Recreational vehicle manufacturer Winnebago (WGO) is setting up as a potentially interesting situation. In fact, it is a value-investors dilemma. On paper, if you just look at the fundamentals, it appears to be a screaming buy. However, there is more to this story that needs to be considered before deploying capital.
WGO certainly caught my attention recently. Shares are down 26% year-to-date, and it trades at just 4.5x this year's consensus estimates (FY ends in August), and it garners fairly wide coverage by 10 analysts for a company of its size. The company has been in the black for the past seven consecutive quarters, and boasts an 8% net profit margin for the trailing 12 months. The balance sheet is not bad either. The company ended its most recent quarter with $135 million in cash and $537 million in debt, for net debt of $402 million, less than you might think for a manufacturer.
Demand has been very strong for RVs throughout the pandemic. Last week, WGO reported better than expected second quarter results with revenue of $1.16 billion beating the consensus by $60 million, and earnings of $3.14 better by 23 cents. The backlog for towable products rose 55% to $1.9 billion, while the motorhome backlog rose 22% to $2.2 billion. The market rewarded WGO shares with a post earnings release 12% drubbing last Wednesday.
The earnings picture for 2023 is not quite as bright as it is this year, although the stock is trading at just 5.5x forward earnings. That's still ridiculously cheap, assuming the company can meet those expectations. However, that valuation demonstrates a level of doubt by the market, which is pricing in uncertainty on several fronts.
First off, gas prices are a weight at this point, and the extent to which prices remain at current levels or climb further could impact revenue. While the company does manufacture vehicles that get 20 mpg, a prolonged bout of higher energy prices would likely render consumers less likely to buy an RV.
In addition, a protracted bought of inflation could drive RV prices higher. WGO raised prices 7% on 2022 models. Finally, prospects of a recession, which would likely curtail demand, may also be a weight.
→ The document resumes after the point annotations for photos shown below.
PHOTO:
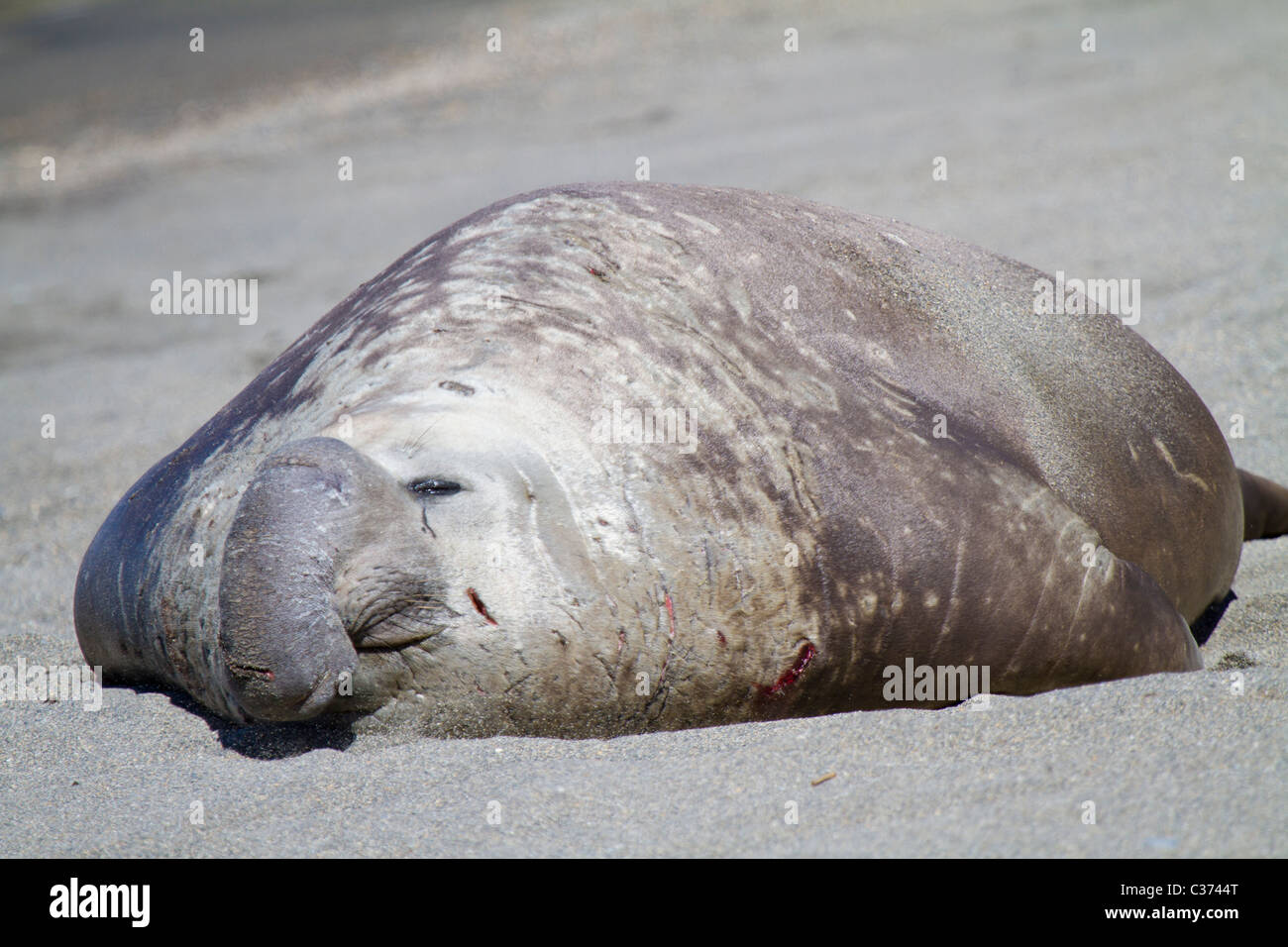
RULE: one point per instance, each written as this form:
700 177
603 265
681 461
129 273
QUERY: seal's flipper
1265 508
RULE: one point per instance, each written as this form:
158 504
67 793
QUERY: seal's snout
316 514
283 644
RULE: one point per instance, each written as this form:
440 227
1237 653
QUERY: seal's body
614 458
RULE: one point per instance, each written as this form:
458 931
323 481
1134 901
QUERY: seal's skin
420 509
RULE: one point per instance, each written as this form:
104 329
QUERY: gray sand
1112 163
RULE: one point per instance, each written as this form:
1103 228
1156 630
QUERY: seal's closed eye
433 486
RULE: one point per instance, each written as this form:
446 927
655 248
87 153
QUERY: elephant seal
614 458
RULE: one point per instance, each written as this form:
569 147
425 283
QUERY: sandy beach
223 162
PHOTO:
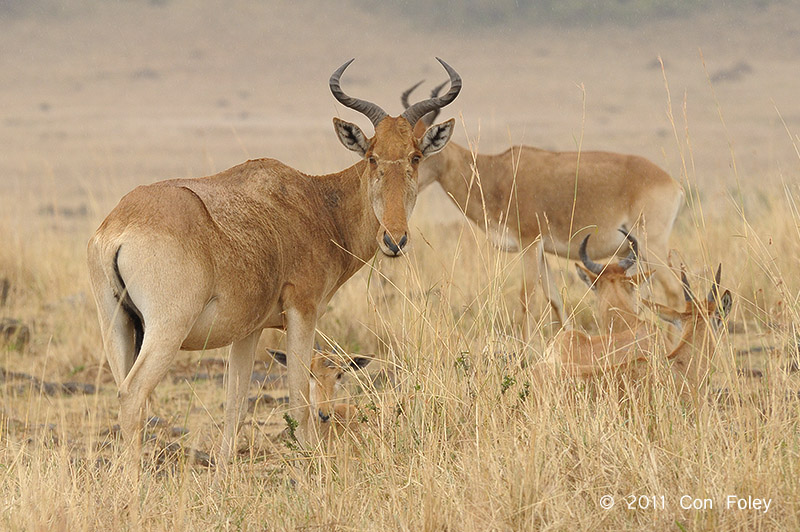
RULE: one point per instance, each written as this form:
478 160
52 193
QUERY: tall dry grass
459 438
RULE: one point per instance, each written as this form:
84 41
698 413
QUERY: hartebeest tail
529 199
204 263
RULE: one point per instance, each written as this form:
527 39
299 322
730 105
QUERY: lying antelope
629 352
327 372
618 304
527 195
204 263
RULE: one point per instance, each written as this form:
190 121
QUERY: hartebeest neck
348 205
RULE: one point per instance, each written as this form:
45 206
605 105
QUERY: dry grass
461 441
455 437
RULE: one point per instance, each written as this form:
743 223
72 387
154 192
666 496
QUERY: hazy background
100 96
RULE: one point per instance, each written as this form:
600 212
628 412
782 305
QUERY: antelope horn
630 260
687 290
714 292
369 109
429 118
407 93
590 265
420 109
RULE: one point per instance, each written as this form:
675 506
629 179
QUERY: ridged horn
714 292
368 109
420 109
592 266
407 93
630 260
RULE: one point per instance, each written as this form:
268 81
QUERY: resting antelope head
393 156
700 321
327 372
615 288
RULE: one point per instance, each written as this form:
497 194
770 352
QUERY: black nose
394 248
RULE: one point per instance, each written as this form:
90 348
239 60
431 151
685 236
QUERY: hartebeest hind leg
159 347
240 370
300 328
536 272
117 331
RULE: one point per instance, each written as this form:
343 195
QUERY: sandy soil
100 97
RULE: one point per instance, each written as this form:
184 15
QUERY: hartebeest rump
204 263
533 200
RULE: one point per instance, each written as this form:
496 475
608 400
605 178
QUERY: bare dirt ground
100 97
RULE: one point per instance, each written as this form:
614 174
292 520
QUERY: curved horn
687 290
630 260
369 109
407 93
430 118
590 265
420 109
714 292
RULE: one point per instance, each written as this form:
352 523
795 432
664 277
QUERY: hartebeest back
204 263
534 200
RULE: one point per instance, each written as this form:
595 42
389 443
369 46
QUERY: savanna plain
453 432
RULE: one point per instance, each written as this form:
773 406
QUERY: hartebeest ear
586 276
278 356
359 363
351 136
436 137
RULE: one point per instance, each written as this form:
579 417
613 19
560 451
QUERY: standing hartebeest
533 200
204 263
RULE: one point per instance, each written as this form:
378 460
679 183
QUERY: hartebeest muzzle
393 156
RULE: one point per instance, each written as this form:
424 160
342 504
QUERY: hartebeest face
616 289
327 375
393 156
391 174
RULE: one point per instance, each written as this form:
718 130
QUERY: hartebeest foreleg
537 272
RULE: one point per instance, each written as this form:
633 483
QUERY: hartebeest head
710 311
615 289
393 155
327 371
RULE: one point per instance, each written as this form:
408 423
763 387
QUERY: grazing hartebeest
527 195
204 263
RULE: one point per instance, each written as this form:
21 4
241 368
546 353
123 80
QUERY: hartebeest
204 263
533 200
632 351
327 372
616 289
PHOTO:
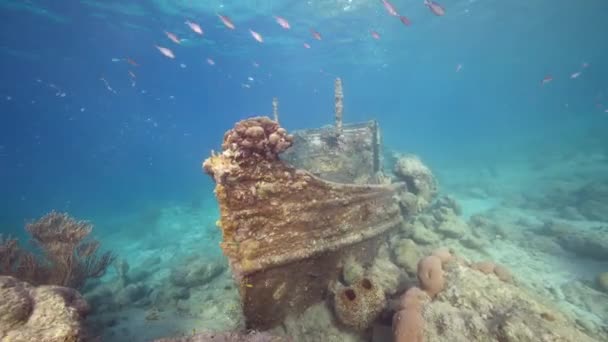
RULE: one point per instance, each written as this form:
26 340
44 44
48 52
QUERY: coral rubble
44 313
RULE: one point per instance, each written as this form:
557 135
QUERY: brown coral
260 136
359 305
69 259
44 313
408 323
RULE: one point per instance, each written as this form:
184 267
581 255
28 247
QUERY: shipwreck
293 207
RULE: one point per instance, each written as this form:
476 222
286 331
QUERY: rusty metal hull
285 230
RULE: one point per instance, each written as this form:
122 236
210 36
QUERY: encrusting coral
44 313
69 258
467 306
408 323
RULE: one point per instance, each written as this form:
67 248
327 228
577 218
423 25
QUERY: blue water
69 143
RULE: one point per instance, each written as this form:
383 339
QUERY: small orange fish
194 27
436 8
226 20
390 8
256 36
173 37
165 51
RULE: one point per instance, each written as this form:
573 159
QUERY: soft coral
69 260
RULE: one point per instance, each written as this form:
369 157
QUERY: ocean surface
108 109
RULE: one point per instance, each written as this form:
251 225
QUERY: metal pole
339 96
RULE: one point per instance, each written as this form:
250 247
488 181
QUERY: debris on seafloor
281 223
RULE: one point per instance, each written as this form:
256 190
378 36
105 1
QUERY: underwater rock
488 267
285 231
43 313
418 232
478 308
448 202
473 242
198 271
593 304
592 242
384 273
227 337
315 324
407 255
131 294
357 306
418 177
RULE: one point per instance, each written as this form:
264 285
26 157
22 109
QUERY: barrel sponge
408 323
357 306
430 275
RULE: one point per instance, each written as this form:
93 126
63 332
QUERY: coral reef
227 337
467 307
504 312
357 306
43 313
408 323
69 257
317 323
489 267
417 176
602 281
592 243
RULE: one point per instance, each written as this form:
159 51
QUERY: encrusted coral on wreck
286 231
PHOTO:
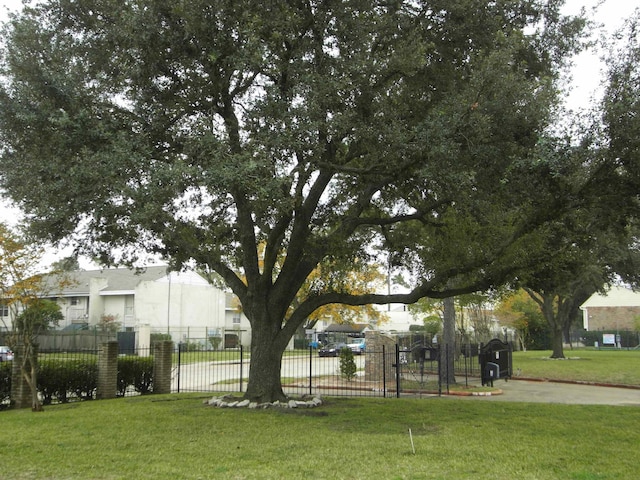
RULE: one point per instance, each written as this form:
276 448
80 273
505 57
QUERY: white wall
179 302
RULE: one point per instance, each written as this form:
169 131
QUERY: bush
136 372
159 337
347 364
66 379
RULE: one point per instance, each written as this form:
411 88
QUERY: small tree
21 289
347 364
37 317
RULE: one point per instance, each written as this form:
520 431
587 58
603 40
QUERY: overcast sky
587 73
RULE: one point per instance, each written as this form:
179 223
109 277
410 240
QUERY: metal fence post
310 368
384 371
397 371
179 366
241 365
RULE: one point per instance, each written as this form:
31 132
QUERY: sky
587 72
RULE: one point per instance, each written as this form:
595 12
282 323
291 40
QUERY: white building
182 304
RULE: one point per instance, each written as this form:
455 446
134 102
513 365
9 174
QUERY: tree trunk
557 343
267 348
447 349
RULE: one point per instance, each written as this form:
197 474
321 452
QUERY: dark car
331 350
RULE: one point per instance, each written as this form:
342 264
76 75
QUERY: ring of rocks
230 401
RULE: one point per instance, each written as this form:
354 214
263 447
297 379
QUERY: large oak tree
325 130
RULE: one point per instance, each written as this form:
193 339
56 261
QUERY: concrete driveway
554 392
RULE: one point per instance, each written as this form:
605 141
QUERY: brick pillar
107 371
20 391
162 355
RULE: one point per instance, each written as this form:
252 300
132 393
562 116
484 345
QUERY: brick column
107 371
162 355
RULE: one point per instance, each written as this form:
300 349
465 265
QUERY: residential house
150 300
618 309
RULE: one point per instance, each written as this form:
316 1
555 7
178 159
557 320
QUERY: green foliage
38 316
519 311
136 372
159 337
215 341
5 382
348 366
65 379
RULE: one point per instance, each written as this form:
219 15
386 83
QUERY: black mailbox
495 361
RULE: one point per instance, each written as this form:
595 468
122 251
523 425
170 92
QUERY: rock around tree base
229 401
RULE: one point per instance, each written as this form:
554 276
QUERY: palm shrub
347 364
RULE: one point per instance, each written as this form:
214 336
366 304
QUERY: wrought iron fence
379 373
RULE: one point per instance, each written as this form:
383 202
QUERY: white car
6 355
357 348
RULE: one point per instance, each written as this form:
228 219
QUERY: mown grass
585 365
176 436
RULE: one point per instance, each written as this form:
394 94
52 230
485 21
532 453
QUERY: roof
615 297
116 280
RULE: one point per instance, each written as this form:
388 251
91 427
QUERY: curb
577 382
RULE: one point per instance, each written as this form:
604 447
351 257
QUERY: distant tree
67 264
519 311
21 288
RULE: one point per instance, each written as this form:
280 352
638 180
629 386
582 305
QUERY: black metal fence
66 376
378 373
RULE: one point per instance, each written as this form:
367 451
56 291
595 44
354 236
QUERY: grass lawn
176 436
586 365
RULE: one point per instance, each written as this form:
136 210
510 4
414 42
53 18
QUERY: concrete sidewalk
516 390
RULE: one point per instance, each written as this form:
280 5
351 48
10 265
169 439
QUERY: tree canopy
324 130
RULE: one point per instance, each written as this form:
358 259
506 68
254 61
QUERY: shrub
136 372
347 364
66 379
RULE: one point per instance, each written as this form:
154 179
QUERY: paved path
554 392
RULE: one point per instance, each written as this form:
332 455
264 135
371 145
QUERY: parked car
357 347
6 355
331 350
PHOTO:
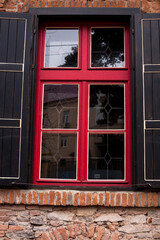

WGO is a great example of "cheap on paper", but perhaps not so much in this ever-changing economic environment. At least, the level of uncertainty needs to be recognized and considered. Current short interest stands at just under 14%, so that's a number I will be keeping an eye on.
WGO was been on fire throughout much of the pandemic, with growing demand, and solid earnings but the current environment might be a gamechanger, at least for now. That's what the market is telling us. As a bit of a contrarian, I don't always listen to what the market is presuming or saying, but in this case, it gives me pause.